The Genetics of Psoriatic Arthritis and Psoriasis

A genetic predisposition and a triggering event are thought to cause certain types of arthritis. For example, researchers have determined that about 40% of people with psoriasis or psoriatic arthritis have a family history of the diseases involving first-degree relatives. Family studies have shown that psoriatic arthritis is 55 times more likely to develop in first-degree relatives of people with the disease compared to unrelated controls.

In genetic studies, the term concordance refers to the degree of similarity in a set of twins regarding the presence or absence of a disease or trait. The concordance rate for psoriatic arthritis (30%) is significantly higher than for psoriasis (7%). Twin studies in psoriasis have demonstrated a high rate of concordance among identical twins versus fraternal twins.

Identifying genes that are associated with susceptibility to a specific disease is no small task. It may involve:

• Familial aggregation studies: Looking for clustering of a disease within families.
• Segregation analysis: Determining whether a major gene is connected to the distribution of a specific phenotypic trait (i.e, an observable trait).
• Linkage analysis: Identifying the association of heritability between genes based on their location on a chromosome.
• Association analysis: Uncovering relationships from data, in this case, finding candidate genes or genome regions that contribute to a specific disease.
• Functional studies to characterize the genes: Studying natural variation or experimental functional disruptions that affect genes, chromosomes, and more.

Sound complicated and confusing? It is, as can be the nomenclature. But, let's peek at what has been found.

HLA (Human Leukocyte Antigen)

The discovery of MHC (major histocompatibility complex) on chromosome 6 was pivotal to studying genetic factors in psoriatic arthritis. Several genetic factors have been identified. There is a well-known association between the HLA (human leukocyte antigen) region of MHC recognized as HLA-C, and specifically HLA-Cw6, and susceptibility to psoriasis. The association with HLA-Cw6 is slightly weaker in psoriatic arthritis, where HLA-B27 is more strongly associated (especially in people with spinal manifestations of psoriatic arthritis), as is HLA-B38 and HLA-B39. HLA-Cw6 is associated with an earlier onset of psoriasis (less than 40 years old) as well as more severe disease. Of other HLA antigens, it is known that HLA-B13, HLA-B17, HLA-B57, and HLA-Cw*0602 occur more frequently in people with psoriatic arthritis compared to the general population.

The following alleles (one of two or more alternate forms of a gene that develop by mutation, found at the same location on a chromosome) were found to be significantly associated with psoriatic arthritis compared to psoriasis: B*8, B*27, B*38, and C*06. There also are HLA haplotypes (a group of genes that were inherited together from a single parent) associated with psoriatic arthritis: B*18, C*07, B*27, B38, and B*8.
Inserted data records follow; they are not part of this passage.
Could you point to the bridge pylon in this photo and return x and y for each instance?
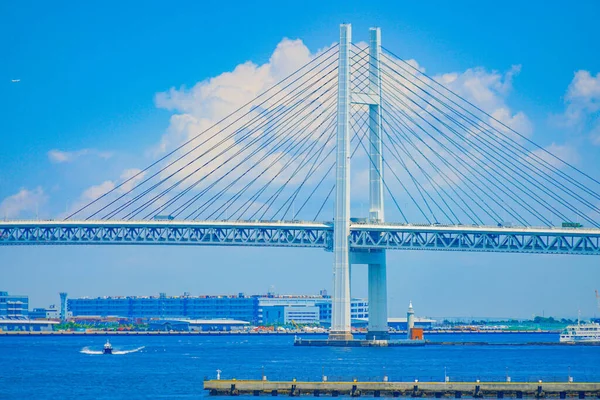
(343, 257)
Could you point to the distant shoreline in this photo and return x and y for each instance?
(224, 333)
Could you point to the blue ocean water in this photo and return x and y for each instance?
(60, 367)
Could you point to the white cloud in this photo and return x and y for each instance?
(583, 105)
(94, 192)
(22, 202)
(565, 152)
(59, 156)
(130, 178)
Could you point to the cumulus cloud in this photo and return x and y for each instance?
(564, 152)
(23, 202)
(489, 91)
(130, 178)
(59, 156)
(197, 108)
(583, 105)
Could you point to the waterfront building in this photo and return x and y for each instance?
(187, 325)
(26, 325)
(257, 309)
(240, 307)
(45, 313)
(283, 309)
(13, 306)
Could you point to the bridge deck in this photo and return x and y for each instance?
(363, 237)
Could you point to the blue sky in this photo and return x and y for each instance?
(89, 76)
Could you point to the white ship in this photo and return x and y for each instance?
(587, 332)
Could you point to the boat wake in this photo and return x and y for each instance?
(86, 350)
While HLA-B27 is said to have the highest predictive value of psoriatic arthritis versus psoriasis, it is not a certainty. The frequency of HLA-B27 is higher in ankylosing spondylitis and reactive arthritis compared to psoriatic arthritis. It is also worth mentioning that many people who have psoriasis and one of the spondyloarthropathies are negative for HLA-B27. Also, many people with psoriatic arthritis who are positive for HLA-B27 do not exhibit spinal involvement.

Some studies have shown an association between psoriatic arthritis and HLA-DR4, an antigen that is known to be associated with rheumatoid arthritis. The alleles differ between the two conditions, however, with HLA-DRB1*0401 being less frequent in people with psoriatic arthritis who are positive for HLA-DRB1*04 than among people with rheumatoid arthritis. The reverse is true for HLA-DRB1*0402, which is more frequent in psoriatic arthritis than rheumatoid arthritis. Other genes within the MHC region have been studied as well.

GWAS (Genome-Wide Association Scans)

Genome-wide association scans (GWAS) analyze common genetic variants among different people in an effort to ascertain if any variant is associated with a trait. According to Best Practice & Research: Clinical Rheumatology (2014), 36 genes have reached genome-wide significance and they account for about 22% of psoriasis heritability. Genes identified by GWAS that are considered prominent in psoriasis include HLA-Cw6, IL12B, IL23R, IL23A, TNIP1, TNFAIP3, LCE3B-LCE3C, TRAF3IP2, NFkBIA, FBXL19, TYK2, IFIH1, REL, and ERAP1. Genes identified by GWAS that are prominent in psoriatic arthritis include HLA-B/C, HLA-B, IL-12B, IL-23R, TNIP1, TRAF3IP2, FBXL19, and REL.

A Word From Verywell

If you have a family member with psoriatic arthritis, learning that studies have shown a 55 times higher likelihood of developing the condition may, understandably, be worrisome. Arm yourself with the right knowledge—perhaps you have misconceptions about the condition that facts can help set straight, reducing your worry. And, of course, keep open communication with your healthcare professional.